Posted by Cent on May 13, 2003

In Reply to: With one bound... posted by R. Berg on May 13, 2003

: : : 'With a bound he was free' or 'and with a bound he was free'?

: : I remember reading a book dealing with the history of comics (not the stand-up variety, but the paper variety) which recounted a story that went something like this:

: : A popular weekly comic a few decades ago gave its readers the usual fare of long episodic melodramatic tales where the hero was invariably put in a seemingly inescapable position with improbable regularity, the theory being that the suspense-filled cliffhanger ending would persuade more readers to buy the comic again next week - a tactic later adopted tongue-in-cheek by US TV serials such as Batman and anything produced by Irwin Allen Productions. This was in the days where comics were largely text-based, with illustrations being the exception, rather than the norm. Much panic set in at the offices of said comic one week when the writer of the most popular storyline didn't show up for work for a couple of days. The publishing deadline grew ever nearer, and the editor was at his wits' end, since neither he, nor any of the comic's other staff writers could come up with any credible way to extricate the hero from the impossible predicament that the absent writer had left him in.
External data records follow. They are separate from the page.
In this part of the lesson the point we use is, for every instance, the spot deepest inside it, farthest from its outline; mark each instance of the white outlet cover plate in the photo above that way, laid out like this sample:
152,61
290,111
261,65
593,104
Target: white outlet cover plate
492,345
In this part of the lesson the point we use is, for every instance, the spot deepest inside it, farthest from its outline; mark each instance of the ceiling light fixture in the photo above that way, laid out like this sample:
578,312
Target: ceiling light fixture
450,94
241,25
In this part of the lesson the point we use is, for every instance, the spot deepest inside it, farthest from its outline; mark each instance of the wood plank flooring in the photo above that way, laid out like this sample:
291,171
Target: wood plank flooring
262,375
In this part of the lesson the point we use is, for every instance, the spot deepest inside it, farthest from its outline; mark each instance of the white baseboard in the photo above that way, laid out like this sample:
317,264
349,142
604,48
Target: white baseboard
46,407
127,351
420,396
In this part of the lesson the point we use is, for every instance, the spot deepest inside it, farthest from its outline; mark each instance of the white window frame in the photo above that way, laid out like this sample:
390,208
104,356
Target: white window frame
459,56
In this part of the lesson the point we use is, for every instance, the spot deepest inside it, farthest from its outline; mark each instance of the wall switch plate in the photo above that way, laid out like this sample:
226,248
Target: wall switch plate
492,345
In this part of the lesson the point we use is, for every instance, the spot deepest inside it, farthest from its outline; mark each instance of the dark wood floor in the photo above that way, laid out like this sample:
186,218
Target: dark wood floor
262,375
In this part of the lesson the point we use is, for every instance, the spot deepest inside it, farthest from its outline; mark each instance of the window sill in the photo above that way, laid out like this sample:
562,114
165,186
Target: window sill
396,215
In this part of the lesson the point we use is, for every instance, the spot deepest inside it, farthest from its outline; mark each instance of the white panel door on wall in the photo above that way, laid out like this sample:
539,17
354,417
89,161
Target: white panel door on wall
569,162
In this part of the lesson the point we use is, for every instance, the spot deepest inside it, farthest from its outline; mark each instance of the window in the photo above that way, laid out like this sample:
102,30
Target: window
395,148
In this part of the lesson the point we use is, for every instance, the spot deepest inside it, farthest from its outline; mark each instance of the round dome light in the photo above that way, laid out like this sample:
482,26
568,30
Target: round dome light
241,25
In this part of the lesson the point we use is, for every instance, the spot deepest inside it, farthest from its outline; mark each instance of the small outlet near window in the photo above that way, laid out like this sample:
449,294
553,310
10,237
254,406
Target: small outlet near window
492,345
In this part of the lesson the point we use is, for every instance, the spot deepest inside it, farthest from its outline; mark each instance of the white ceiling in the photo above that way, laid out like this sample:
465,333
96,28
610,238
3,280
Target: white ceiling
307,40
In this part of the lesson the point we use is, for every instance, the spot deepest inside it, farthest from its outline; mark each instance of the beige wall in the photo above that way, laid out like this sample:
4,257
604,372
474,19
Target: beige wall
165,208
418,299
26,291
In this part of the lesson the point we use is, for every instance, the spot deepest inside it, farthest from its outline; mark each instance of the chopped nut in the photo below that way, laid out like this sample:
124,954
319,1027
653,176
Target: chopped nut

Disaster loomed, until the missing writer turned up with the deadline just hours away. He took a look at last week's storyline to remind himself of how he'd left things, and with no further thought wrote "With one bound, our hero was free".

: : I'll try to track down some more details on this and post them if I can find them. It may be an apocryphal tale, but it was certainly quoted in whatever it was that I read.

: A version associated with poorly planned adventure novels is "With a mighty leap, he sprang out of the pit."

what does the expression mean? how to use it? example, pls.